Ashton v. Cameron County Water Improvement District No. 1
Ashton v. Cameron County Water Improvement District No. 1 | |
---|---|
Decided May 25, 1936 | |
Full case name | Ashton v. Cameron County Water Improvement District No. 1 |
Citations | 298 U.S. 513 (more) |
Holding | |
An insolvent state agency cannot declare bankruptcy. | |
Court membership | |
| |
Case opinions | |
Majority | McReynolds, joined by Van Devanter, Sutherland, Butler, Roberts |
Dissent | Cardozo, joined by Hughes, Brandeis, Stone |
Laws applied | |
Bankruptcy Clause | |
Superseded by | |
United States v. Bekins |
Ashton v. Cameron County Water Improvement District No. 1, 298 U.S. 513 (1936), was a United States Supreme Court case in which the court held that an insolvent state agency cannot declare bankruptcy.[1][2] More particularly, Congress's powers under the Bankruptcy Clause cannot extend to state agencies in violation of federalism principles, and bankruptcy courts cannot establish jurisdiction over the state agencies where those principles have been violated.[1] The modern municipal bankruptcy statute, Chapter 9 of the Bankruptcy Code, is constitutional.[3]
Description
[edit]Cameron County Water Improvement District No. 1 was a public corporation managed by the state of Texas that constructed canals initially funded with debt raised by government bonds. The Great Depression severely limited Cameron County farmers' ability to pay taxes intended to fund the District's obligations. Within some years, the District accrued a debt of hundreds of thousands of dollars, and it had liabilities in the tens of millions. With the consent of Texas, the District declared bankruptcy under the Municipal Bankruptcy Act of 1934, a New Deal amendment to the Bankruptcy Act of 1898. The District presented a compromise plan to rectify the debt at a considerable loss to creditors.[1]
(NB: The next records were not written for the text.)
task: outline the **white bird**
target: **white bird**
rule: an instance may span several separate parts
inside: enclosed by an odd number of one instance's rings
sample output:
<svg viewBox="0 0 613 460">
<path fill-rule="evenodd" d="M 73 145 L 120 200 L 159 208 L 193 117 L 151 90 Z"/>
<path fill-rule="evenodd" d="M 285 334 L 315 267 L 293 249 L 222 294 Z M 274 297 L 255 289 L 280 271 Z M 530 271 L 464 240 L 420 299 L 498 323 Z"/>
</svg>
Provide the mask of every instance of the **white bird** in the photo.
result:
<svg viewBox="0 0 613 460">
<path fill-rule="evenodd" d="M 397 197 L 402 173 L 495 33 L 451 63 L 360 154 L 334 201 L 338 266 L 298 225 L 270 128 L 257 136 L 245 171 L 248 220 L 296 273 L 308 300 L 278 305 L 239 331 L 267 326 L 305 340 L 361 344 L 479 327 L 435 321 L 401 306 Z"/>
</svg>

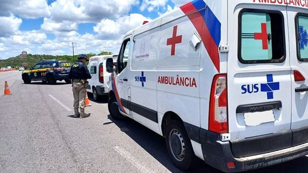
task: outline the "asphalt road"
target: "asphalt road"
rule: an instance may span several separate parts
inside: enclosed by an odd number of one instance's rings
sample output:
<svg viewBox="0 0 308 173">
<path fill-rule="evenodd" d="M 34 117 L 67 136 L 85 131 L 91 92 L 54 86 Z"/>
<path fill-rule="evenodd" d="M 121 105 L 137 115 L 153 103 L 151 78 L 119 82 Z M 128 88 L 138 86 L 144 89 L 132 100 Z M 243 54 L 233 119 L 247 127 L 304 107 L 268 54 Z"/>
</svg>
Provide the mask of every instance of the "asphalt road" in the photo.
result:
<svg viewBox="0 0 308 173">
<path fill-rule="evenodd" d="M 165 139 L 133 120 L 109 115 L 107 98 L 90 117 L 72 117 L 70 84 L 23 83 L 21 72 L 0 73 L 0 172 L 181 172 Z M 308 172 L 308 157 L 248 172 Z M 201 163 L 192 172 L 221 172 Z"/>
</svg>

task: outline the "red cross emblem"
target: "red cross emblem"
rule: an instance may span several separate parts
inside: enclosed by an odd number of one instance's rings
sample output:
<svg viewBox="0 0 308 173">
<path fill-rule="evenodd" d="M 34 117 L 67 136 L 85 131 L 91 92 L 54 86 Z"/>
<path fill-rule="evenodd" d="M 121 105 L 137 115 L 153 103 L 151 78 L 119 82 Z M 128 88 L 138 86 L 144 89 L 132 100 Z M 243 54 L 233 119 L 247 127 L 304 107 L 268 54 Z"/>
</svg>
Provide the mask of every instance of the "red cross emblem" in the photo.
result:
<svg viewBox="0 0 308 173">
<path fill-rule="evenodd" d="M 173 27 L 173 33 L 172 37 L 167 39 L 167 46 L 171 45 L 171 55 L 175 53 L 175 44 L 182 42 L 182 35 L 176 36 L 177 25 Z"/>
<path fill-rule="evenodd" d="M 268 31 L 266 31 L 266 24 L 261 24 L 261 33 L 255 33 L 255 39 L 262 40 L 262 47 L 263 49 L 268 49 Z"/>
</svg>

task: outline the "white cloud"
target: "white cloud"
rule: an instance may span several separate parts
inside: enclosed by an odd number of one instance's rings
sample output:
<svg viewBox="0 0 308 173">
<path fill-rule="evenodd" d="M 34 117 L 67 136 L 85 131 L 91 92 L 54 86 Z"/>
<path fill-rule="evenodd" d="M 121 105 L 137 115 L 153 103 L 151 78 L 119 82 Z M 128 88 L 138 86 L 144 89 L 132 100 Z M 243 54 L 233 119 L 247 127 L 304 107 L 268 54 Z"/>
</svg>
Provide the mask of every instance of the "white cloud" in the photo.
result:
<svg viewBox="0 0 308 173">
<path fill-rule="evenodd" d="M 174 4 L 175 6 L 180 7 L 181 6 L 185 5 L 190 2 L 191 0 L 171 0 L 171 2 Z"/>
<path fill-rule="evenodd" d="M 98 22 L 127 14 L 138 3 L 138 0 L 57 0 L 50 6 L 50 17 L 56 21 Z"/>
<path fill-rule="evenodd" d="M 175 6 L 174 8 L 172 8 L 172 7 L 171 7 L 171 6 L 170 6 L 170 5 L 168 5 L 167 6 L 167 10 L 166 12 L 165 12 L 165 13 L 161 13 L 161 12 L 158 12 L 157 13 L 157 14 L 158 14 L 159 15 L 161 16 L 161 15 L 164 15 L 166 13 L 168 13 L 171 11 L 173 11 L 175 10 L 177 10 L 178 8 L 179 8 L 179 7 L 177 7 L 176 6 Z"/>
<path fill-rule="evenodd" d="M 145 20 L 151 20 L 143 15 L 132 13 L 129 16 L 121 17 L 116 20 L 103 19 L 95 26 L 94 31 L 98 33 L 101 39 L 120 38 L 129 31 L 142 25 Z"/>
<path fill-rule="evenodd" d="M 160 7 L 163 7 L 168 3 L 168 0 L 143 0 L 140 7 L 141 11 L 147 9 L 149 12 L 152 12 L 155 9 L 158 10 Z"/>
<path fill-rule="evenodd" d="M 0 17 L 0 37 L 14 34 L 18 30 L 22 20 L 12 14 L 9 17 Z"/>
<path fill-rule="evenodd" d="M 45 0 L 1 0 L 0 16 L 14 13 L 24 18 L 37 18 L 50 15 Z"/>
<path fill-rule="evenodd" d="M 41 26 L 42 29 L 50 32 L 69 32 L 76 31 L 78 29 L 77 24 L 71 21 L 56 22 L 47 17 L 44 18 L 44 23 Z"/>
</svg>

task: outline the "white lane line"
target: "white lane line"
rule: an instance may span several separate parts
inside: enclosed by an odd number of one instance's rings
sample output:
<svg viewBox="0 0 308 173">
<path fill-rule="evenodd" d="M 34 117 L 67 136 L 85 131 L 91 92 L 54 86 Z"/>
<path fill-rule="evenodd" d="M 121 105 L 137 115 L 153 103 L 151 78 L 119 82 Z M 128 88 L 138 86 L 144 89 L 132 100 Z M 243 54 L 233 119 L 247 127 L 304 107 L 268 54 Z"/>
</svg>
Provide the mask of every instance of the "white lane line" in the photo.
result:
<svg viewBox="0 0 308 173">
<path fill-rule="evenodd" d="M 62 103 L 60 101 L 59 101 L 56 98 L 54 97 L 53 96 L 51 95 L 50 94 L 49 94 L 48 95 L 49 96 L 49 97 L 51 97 L 52 99 L 54 99 L 55 101 L 58 102 L 58 103 L 60 104 L 60 105 L 61 105 L 62 107 L 64 107 L 64 109 L 65 109 L 67 111 L 72 111 L 72 110 L 70 108 L 69 108 L 68 106 L 65 105 L 64 104 Z"/>
<path fill-rule="evenodd" d="M 129 153 L 125 150 L 125 149 L 118 146 L 116 146 L 114 149 L 121 156 L 123 156 L 125 159 L 131 162 L 131 164 L 140 170 L 141 172 L 152 172 L 152 171 L 150 171 L 150 170 L 147 169 L 145 166 L 142 166 L 141 163 L 139 160 L 138 160 L 138 159 L 136 159 Z"/>
</svg>

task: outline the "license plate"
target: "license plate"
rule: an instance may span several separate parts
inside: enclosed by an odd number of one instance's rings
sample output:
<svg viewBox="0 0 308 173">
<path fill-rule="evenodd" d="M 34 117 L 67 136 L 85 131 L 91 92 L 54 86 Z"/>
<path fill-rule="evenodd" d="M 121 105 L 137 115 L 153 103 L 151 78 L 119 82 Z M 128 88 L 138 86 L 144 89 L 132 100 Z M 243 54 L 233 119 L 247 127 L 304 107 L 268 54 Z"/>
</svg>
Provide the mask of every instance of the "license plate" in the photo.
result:
<svg viewBox="0 0 308 173">
<path fill-rule="evenodd" d="M 244 118 L 247 126 L 256 126 L 265 122 L 275 121 L 272 110 L 244 113 Z"/>
</svg>

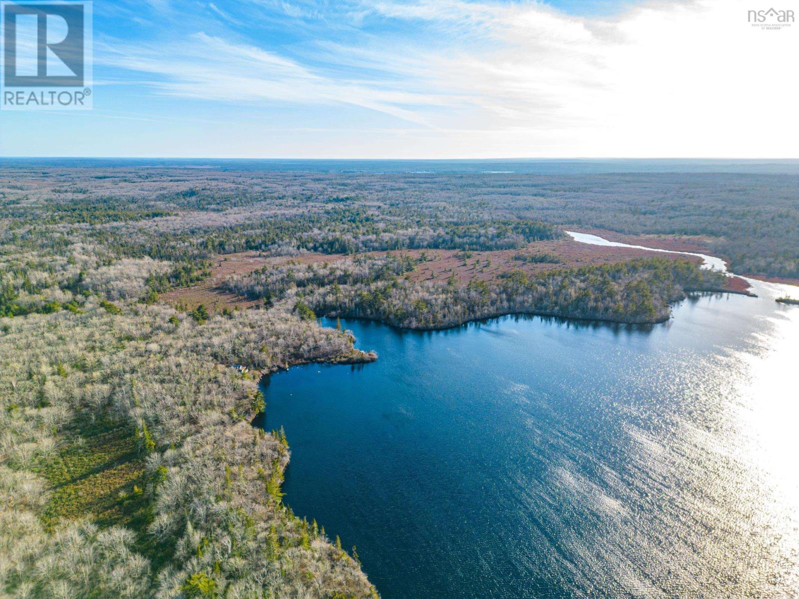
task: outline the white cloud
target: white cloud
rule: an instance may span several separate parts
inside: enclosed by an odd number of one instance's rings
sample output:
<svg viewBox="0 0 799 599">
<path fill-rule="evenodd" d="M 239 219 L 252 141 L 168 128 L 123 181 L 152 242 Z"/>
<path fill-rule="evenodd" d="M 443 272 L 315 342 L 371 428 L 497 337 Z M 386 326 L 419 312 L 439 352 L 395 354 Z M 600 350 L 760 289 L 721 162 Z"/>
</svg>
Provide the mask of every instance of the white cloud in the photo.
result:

Large owners of the District's debt objected to the bankruptcy, claiming bankruptcy courts had no jurisdiction over state entities. The trial court agreed with the creditors, but the Circuit Court of Appeals reversed because the Bankruptcy Clause gives Congress the power to enact uniform bankruptcy rules.[1]
In a majority opinion by Justice James C. McReynolds, the Supreme Court reversed the Circuit Court and held the bankruptcy courts could not have jurisdiction over state entities. In McReynolds's view, allowing a state corporation to use the bankruptcy process would have been tantamount to allowing the government to break a contract without proper compensation to the creditors. McReynolds made a federalism argument that it could not be a valid exercise of the Bankruptcy Clause because it was inappropriate to use the federal system's bankruptcy power to interfere with and change the conditions of state agencies.[1]
Significance
[edit]The Court decided Ashton towards the end of the Lochner era and in direct opposition to the New Deal's reforms to the bankruptcy system. In response to Ashton and similar cases, President Franklin D. Roosevelt began threatening to pack the court with new justices who would approve the reforms. After the so-called "switch in time that saved nine," the Supreme Court de-emphasized the economic analyses that motivated Ashton.[2]
Aftermath
[edit]Congress passed a revised Municipal Bankruptcy Act in 1937. The Supreme Court upheld its constitutionality in United States v. Bekins. Today, municipal bankruptcies are handled under Chapter 9 of the Bankruptcy Code.[3]